Modern physical science deduces this belief from the phenomena of daily life and the analogies of individual experience, thus giving precedence to material causes for mental concepts, or universal ideas. This view is, I think, entitled to the most careful consideration, but it cannot once for all be admitted, nor is it consistent with the general theory and progress of evolution that the phenomenal stands to the noumenal, the actual to the ideal, as cause to effect. These two groups of experiences are alternate and coincident; and, as to priority, it is only the old question in a new form, as to which was first, the bird that laid the egg, or the egg that hatched the bird.
This distinction is particularly pertinent to the present subject, for the reason that by the method of modern physical science, in dealing with the belief in the existence of the soul, the whole of this universal belief is swept away. Its origin is found in the ignorance, superstition, and false analogies of barbarous races, and the inference is that the belief can only linger as a remnant of superstition among civilized men. This method prejudges the whole question, and (while it must readily be admitted that the opposite method equally prejudges it), my contention is for neither the one nor the other, but for the careful consideration and final blending of both. If at first sight these two theories, which form the basis of the working hypothesis of the materialist and the spiritist, seem paradoxical and wholly irreconcilable, with careful consideration and unbiased investigation of both sides of the problem the paradox will disappear.
With both the lowest and the highest races not only do we find the existence of belief in the existence of a separable soul in man, but of ghosts, gods, genii, a spirit of the air, and hierarchies of celestial and infernal beings.
In this regard, philosophers like Plato and Pythagoras, the intellectual giants of the human race, may be said to have elaborated and specialized the rude conceptions of the Fiji Islander, and to vie with him in peopling space with invisible entities and potencies. In spite of the dictum of science, the world, intelligent and ignorant alike, believes, and will continue to believe, in the reality of the unseen universe, and the Platonic doctrine of “emanation” and the “world of divine ideas” not only begin where modern physical science leaves off, but at this very point science either begs the question, or ignores it entirely.

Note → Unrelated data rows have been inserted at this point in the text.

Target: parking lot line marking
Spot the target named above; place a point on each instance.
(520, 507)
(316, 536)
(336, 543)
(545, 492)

How things come to be what they are, and to evolve as they do, science nowhere declares. It simply takes things as it finds them, and dubs the ultimate and antecedent causation the Unknowable. The philosophy of Plato, it is true, reaches at last the unknowable and the incomprehensible, but only after revealing another universe, the metaphysical and spiritual, entirely unknown to, or ignored or derided by the materialist.
It is, however, from this invisible realm that all visible things have come forth, the two being not only under absolute and universal law, but bearing everywhere definite analogies to each other. Hence Plato says, “God geometrizes.” Absolute mathematics determines the relations of atoms to suns, and the circulation of the blood in man to the revolutions of suns and solar systems.

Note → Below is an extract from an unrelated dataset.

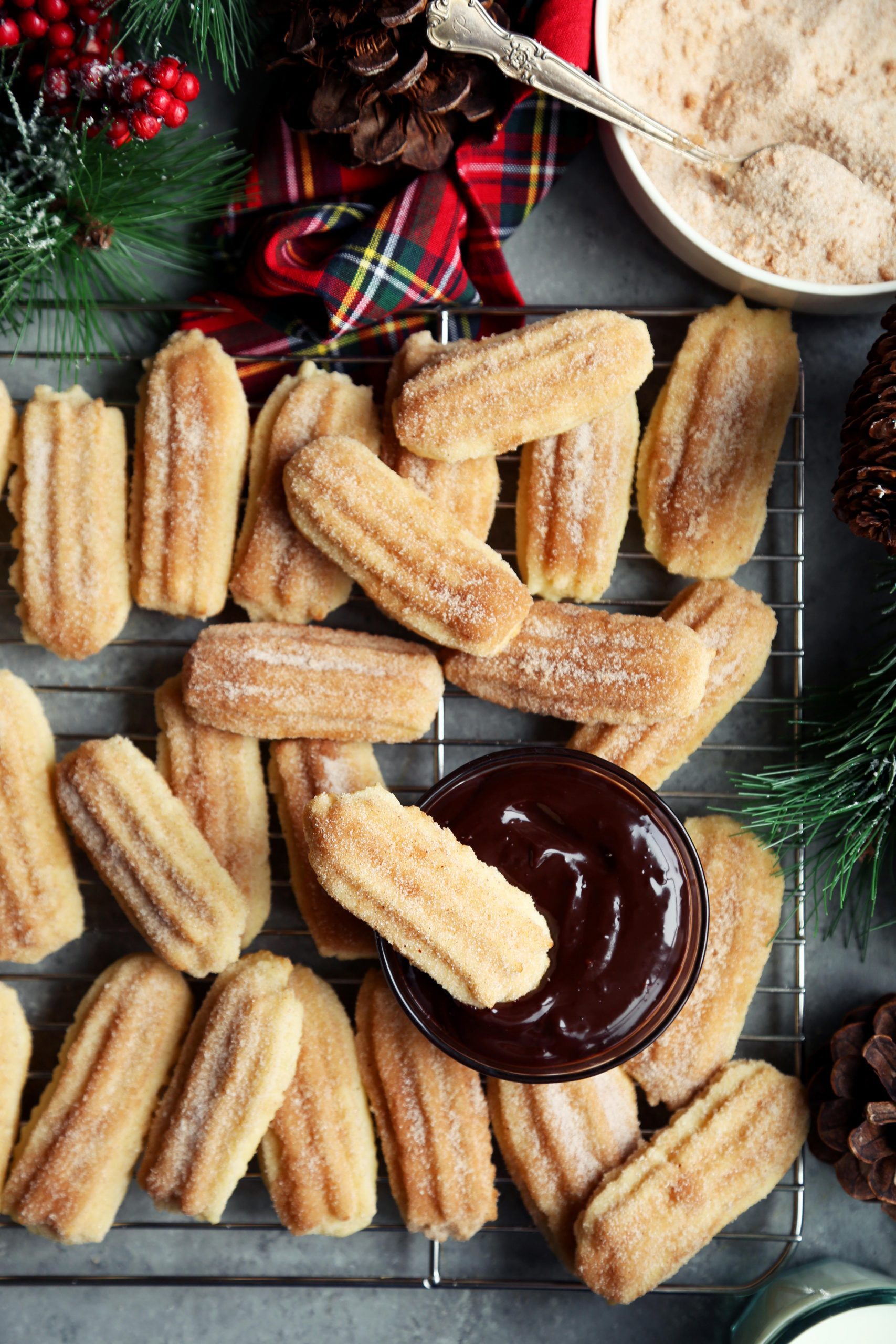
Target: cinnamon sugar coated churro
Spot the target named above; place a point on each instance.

A further general consideration remains to be noted before taking up the evidence of belief in the separable soul, and that is, the evolutionary life-wave of humanity on our earth.
The progress of man for some millions of years past has by no means been a straightforward climbing from barbarism to civilization. The wave of evolution has ebbed and flowed. While at one place man has slowly emerged from savagery, at another he has as surely sunk to it. Continents and islands have risen from and again sunk to the bottom of the sea, bearing the races of men in their upheavals or descent, and cataclysmic and seismic or volcanic upheavals have blotted out in a day the accumulated progress of centuries. The poles of the earth have shifted with results to the life of the globe more awful than the imagination can portray. Bodies of people like our North American Indians represent the remains of many peoples, as in Russia or India to-day, fragments of many nationalities are being absorbed in one.
Bearing in mind, therefore, that owing to many causes a nation may descend to barbarism or disappear entirely, we shall find everywhere the fragments and decay of the old belief no less than the dawn of the new. A noble creed, or a philosophical concept of a highly advanced race, may exist as a transformed and degrading superstition with a race, or a fragment of a people, undergoing degeneracy.
Every religion known to man has gone through just this transformation. The tendency is innate and inevitable and no civilization or religion has ever yet been able long to resist it. If we bear this in mind we shall be less surprised at anthropogeneses, cosmogeneses or psychologies found sometimes among otherwise rude or savage peoples, and be better able to understand the incongruities and lack of symmetry in their evolution. It would be easy to cite instances and draw comparisons at this point.